Breaking into open source

Mar 30, 2016

For many years I put open source software on a pedestal. I wanted very badly to contribute, but I never felt qualified to do so. I never encountered bugs in the frameworks I used, so I couldn't work on unreported issues, and all the open issues clearly required far more context and expertise than I had. All the "easy" issues seemed to be fixed by a core developer far before I had a chance to dig into them.

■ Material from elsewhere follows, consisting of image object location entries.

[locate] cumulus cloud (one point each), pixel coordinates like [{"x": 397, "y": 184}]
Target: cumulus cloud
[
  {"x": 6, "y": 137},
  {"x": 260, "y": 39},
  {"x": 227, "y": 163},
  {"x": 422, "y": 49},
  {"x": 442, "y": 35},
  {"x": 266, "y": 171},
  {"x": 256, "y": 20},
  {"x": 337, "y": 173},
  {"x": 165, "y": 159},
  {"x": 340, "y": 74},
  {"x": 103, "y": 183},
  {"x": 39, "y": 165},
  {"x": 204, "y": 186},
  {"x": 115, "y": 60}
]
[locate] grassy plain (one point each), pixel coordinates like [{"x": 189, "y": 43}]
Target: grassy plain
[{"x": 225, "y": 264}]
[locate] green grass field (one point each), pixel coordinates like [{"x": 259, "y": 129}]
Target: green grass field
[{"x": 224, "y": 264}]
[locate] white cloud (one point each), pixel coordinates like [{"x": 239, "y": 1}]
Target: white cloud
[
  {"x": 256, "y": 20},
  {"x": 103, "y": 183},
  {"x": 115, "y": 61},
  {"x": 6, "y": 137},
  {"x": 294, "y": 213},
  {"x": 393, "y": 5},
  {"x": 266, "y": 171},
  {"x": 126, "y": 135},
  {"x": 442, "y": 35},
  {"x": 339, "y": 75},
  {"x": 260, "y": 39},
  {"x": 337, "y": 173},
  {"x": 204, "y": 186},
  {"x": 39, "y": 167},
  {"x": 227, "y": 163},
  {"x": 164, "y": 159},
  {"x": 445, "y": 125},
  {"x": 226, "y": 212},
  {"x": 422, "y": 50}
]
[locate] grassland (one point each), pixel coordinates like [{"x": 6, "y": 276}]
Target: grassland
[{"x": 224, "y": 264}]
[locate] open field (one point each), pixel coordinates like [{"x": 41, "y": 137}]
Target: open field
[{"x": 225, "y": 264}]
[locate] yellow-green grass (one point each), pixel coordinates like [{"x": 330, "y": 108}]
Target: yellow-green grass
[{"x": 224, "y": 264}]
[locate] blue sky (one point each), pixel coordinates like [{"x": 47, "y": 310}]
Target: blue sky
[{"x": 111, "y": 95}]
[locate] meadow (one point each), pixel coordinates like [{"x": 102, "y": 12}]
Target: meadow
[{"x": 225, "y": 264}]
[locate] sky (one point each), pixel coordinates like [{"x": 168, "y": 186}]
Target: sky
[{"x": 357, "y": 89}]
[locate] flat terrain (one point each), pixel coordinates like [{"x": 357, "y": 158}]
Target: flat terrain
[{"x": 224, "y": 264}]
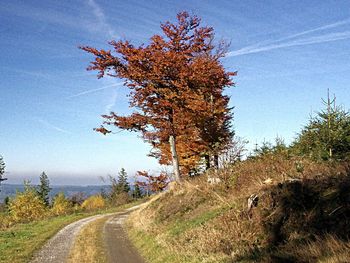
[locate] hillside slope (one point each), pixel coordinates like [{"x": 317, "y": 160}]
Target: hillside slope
[{"x": 300, "y": 213}]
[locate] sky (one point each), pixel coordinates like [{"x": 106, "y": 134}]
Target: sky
[{"x": 287, "y": 54}]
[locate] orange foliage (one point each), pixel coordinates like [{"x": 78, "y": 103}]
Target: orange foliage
[
  {"x": 176, "y": 87},
  {"x": 153, "y": 183}
]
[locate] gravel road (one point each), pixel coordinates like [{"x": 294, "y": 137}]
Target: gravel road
[
  {"x": 120, "y": 250},
  {"x": 57, "y": 249}
]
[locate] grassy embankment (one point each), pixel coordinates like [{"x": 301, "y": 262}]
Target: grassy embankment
[
  {"x": 302, "y": 215},
  {"x": 18, "y": 243}
]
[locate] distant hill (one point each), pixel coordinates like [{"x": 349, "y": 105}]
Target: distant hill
[{"x": 68, "y": 190}]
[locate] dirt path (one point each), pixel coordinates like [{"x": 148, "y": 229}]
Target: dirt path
[
  {"x": 57, "y": 249},
  {"x": 120, "y": 250}
]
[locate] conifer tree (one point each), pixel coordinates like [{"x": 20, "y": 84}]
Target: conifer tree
[
  {"x": 137, "y": 192},
  {"x": 122, "y": 183},
  {"x": 44, "y": 189},
  {"x": 327, "y": 135}
]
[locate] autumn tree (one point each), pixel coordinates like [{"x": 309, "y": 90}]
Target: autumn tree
[
  {"x": 176, "y": 87},
  {"x": 123, "y": 184},
  {"x": 152, "y": 183}
]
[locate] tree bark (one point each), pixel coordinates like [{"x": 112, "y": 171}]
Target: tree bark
[
  {"x": 175, "y": 158},
  {"x": 207, "y": 162},
  {"x": 216, "y": 161}
]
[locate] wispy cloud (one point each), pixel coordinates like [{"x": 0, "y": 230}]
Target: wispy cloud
[
  {"x": 51, "y": 126},
  {"x": 295, "y": 40},
  {"x": 101, "y": 19},
  {"x": 94, "y": 90}
]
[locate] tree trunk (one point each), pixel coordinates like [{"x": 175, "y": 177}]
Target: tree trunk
[
  {"x": 207, "y": 162},
  {"x": 216, "y": 161},
  {"x": 175, "y": 158}
]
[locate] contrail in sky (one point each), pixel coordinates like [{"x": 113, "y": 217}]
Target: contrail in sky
[
  {"x": 94, "y": 90},
  {"x": 101, "y": 18},
  {"x": 49, "y": 125},
  {"x": 275, "y": 44}
]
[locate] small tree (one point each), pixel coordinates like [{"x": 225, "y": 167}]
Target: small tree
[
  {"x": 61, "y": 205},
  {"x": 327, "y": 135},
  {"x": 136, "y": 193},
  {"x": 123, "y": 184},
  {"x": 153, "y": 183},
  {"x": 44, "y": 189},
  {"x": 26, "y": 206}
]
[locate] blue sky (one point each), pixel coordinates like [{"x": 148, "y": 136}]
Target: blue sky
[{"x": 287, "y": 54}]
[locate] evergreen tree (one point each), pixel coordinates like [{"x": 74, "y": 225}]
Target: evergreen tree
[
  {"x": 137, "y": 191},
  {"x": 327, "y": 135},
  {"x": 122, "y": 184},
  {"x": 44, "y": 189}
]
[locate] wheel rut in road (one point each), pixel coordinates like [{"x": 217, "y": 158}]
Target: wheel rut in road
[
  {"x": 57, "y": 249},
  {"x": 119, "y": 247}
]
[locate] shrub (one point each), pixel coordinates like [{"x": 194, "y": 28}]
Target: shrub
[
  {"x": 94, "y": 202},
  {"x": 26, "y": 206},
  {"x": 61, "y": 205}
]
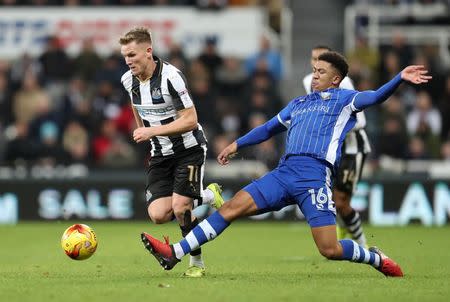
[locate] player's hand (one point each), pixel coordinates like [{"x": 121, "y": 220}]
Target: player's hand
[
  {"x": 142, "y": 134},
  {"x": 416, "y": 74},
  {"x": 224, "y": 157}
]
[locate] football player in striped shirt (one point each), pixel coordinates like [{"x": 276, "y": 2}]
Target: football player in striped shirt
[
  {"x": 355, "y": 148},
  {"x": 316, "y": 126},
  {"x": 166, "y": 117}
]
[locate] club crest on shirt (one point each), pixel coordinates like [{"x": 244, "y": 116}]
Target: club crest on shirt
[
  {"x": 156, "y": 93},
  {"x": 325, "y": 96}
]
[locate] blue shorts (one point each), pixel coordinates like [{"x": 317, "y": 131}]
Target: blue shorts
[{"x": 303, "y": 180}]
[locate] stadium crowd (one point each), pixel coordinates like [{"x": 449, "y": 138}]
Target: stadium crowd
[{"x": 56, "y": 109}]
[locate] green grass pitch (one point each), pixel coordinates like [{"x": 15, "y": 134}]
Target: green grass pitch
[{"x": 251, "y": 261}]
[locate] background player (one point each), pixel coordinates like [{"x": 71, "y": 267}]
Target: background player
[
  {"x": 317, "y": 124},
  {"x": 166, "y": 116},
  {"x": 354, "y": 151}
]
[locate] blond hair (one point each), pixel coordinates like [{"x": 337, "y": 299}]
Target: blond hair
[{"x": 138, "y": 35}]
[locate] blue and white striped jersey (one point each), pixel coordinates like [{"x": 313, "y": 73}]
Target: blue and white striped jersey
[{"x": 318, "y": 122}]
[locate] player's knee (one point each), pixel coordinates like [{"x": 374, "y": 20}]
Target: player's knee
[
  {"x": 329, "y": 252},
  {"x": 179, "y": 208},
  {"x": 341, "y": 200},
  {"x": 159, "y": 217}
]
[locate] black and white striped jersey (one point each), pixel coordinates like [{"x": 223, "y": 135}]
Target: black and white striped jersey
[{"x": 157, "y": 101}]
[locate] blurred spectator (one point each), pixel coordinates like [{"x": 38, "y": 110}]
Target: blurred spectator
[
  {"x": 45, "y": 117},
  {"x": 55, "y": 67},
  {"x": 392, "y": 140},
  {"x": 5, "y": 100},
  {"x": 444, "y": 107},
  {"x": 27, "y": 99},
  {"x": 50, "y": 152},
  {"x": 111, "y": 149},
  {"x": 21, "y": 67},
  {"x": 363, "y": 60},
  {"x": 265, "y": 152},
  {"x": 210, "y": 57},
  {"x": 267, "y": 59},
  {"x": 211, "y": 4},
  {"x": 231, "y": 78},
  {"x": 19, "y": 147},
  {"x": 177, "y": 57},
  {"x": 75, "y": 141},
  {"x": 425, "y": 122},
  {"x": 400, "y": 48},
  {"x": 87, "y": 63},
  {"x": 445, "y": 151},
  {"x": 417, "y": 149},
  {"x": 107, "y": 102}
]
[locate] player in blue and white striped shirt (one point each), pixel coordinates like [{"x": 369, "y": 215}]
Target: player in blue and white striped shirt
[{"x": 317, "y": 124}]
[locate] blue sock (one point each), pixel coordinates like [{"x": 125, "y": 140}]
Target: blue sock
[
  {"x": 355, "y": 253},
  {"x": 205, "y": 231}
]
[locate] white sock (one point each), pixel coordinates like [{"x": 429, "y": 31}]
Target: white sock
[
  {"x": 208, "y": 196},
  {"x": 196, "y": 260}
]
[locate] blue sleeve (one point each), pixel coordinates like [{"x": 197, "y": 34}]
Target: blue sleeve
[
  {"x": 261, "y": 133},
  {"x": 366, "y": 99}
]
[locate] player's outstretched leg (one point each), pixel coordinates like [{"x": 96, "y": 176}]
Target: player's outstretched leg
[
  {"x": 341, "y": 230},
  {"x": 353, "y": 225},
  {"x": 162, "y": 251},
  {"x": 388, "y": 267},
  {"x": 217, "y": 200},
  {"x": 169, "y": 255},
  {"x": 373, "y": 256},
  {"x": 196, "y": 265}
]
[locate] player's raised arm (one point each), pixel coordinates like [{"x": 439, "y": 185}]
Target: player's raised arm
[{"x": 416, "y": 74}]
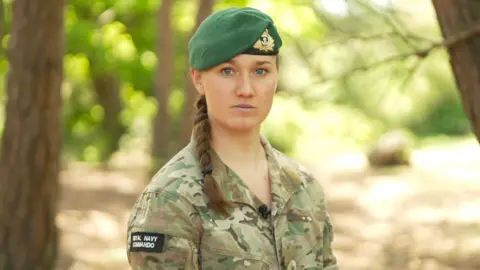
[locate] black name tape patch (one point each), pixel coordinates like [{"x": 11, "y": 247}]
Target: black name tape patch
[{"x": 147, "y": 242}]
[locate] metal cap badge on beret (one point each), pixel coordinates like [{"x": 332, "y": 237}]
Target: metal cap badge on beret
[{"x": 232, "y": 31}]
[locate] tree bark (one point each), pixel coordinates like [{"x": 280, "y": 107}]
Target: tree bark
[
  {"x": 455, "y": 16},
  {"x": 204, "y": 10},
  {"x": 30, "y": 156},
  {"x": 163, "y": 83}
]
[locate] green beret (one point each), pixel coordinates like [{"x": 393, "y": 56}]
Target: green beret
[{"x": 232, "y": 31}]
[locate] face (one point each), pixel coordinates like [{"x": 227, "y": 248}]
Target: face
[{"x": 240, "y": 91}]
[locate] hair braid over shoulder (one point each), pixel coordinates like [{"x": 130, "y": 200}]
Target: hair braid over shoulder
[{"x": 202, "y": 137}]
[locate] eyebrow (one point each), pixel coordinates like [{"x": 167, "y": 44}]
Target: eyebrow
[{"x": 258, "y": 63}]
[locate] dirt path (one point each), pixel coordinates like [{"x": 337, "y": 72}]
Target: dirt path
[{"x": 424, "y": 217}]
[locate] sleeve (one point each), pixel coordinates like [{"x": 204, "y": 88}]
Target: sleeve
[
  {"x": 318, "y": 196},
  {"x": 162, "y": 233},
  {"x": 329, "y": 259}
]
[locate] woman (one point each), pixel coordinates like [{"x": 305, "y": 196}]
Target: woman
[{"x": 229, "y": 200}]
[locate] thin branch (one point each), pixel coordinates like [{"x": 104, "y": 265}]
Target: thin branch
[
  {"x": 390, "y": 21},
  {"x": 376, "y": 37},
  {"x": 447, "y": 43}
]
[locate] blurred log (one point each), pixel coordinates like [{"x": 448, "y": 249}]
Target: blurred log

However, in the last year I've finally managed to find a way into the community, and it isn't nearly as impenetrable as I had made it out to be. This blog post contains the guidance I wish someone had given me four years ago.

Pick a project

The key to making valuable contributions in context. As a beginner in open source, you are going to be relatively slow at gaining context. To that end, focus your energy on one project and try to select one that sets you up for success. Here are some criteria to consider:

How large is the codebase? The less code, the easier it is to have contextual understanding of all of its pieces.
Do you use the project daily? A library that you depend upon at work or for a serious side project is a great starting place, since you will already have contextual awareness from the perspective of a user. Understanding the inner workings of the library will also pay dividends with your other work.

Gain context

Once you've selected a project, spend at least a few weeks gaining context on that project. You should be trying to gain technical context (how does the software function?) as well as social context (how does the core team work? What are their goals and norms?). Here are some ways you could go about that:

Social context

Does the project have any documentation about how to contribute? Read it!
Follow ("watch") the project on GitHub. Read all the incoming issues and pull request. I recommend getting a mobile app like iOctocat so that you can follow the discussion in near real time.
Do they have a Gitter or IRC channel? If so, idle in that channel and listen to the conversations. I've found the Gitter iOS app very useful.
If they have a mailing list, subscribe to it.
Follow the main contributors on Twitter.

Technical context

Read the source code. The smaller the project, the more of the code you will be able to internalize.
Read the tests. Tests are often an under-loved part of the code base, and can be a great place to jump in and help. They also help clarify, in detail, the expected behavior of the software.
Read the documentation. Does it accurately reflect the code you read? Is it consistent?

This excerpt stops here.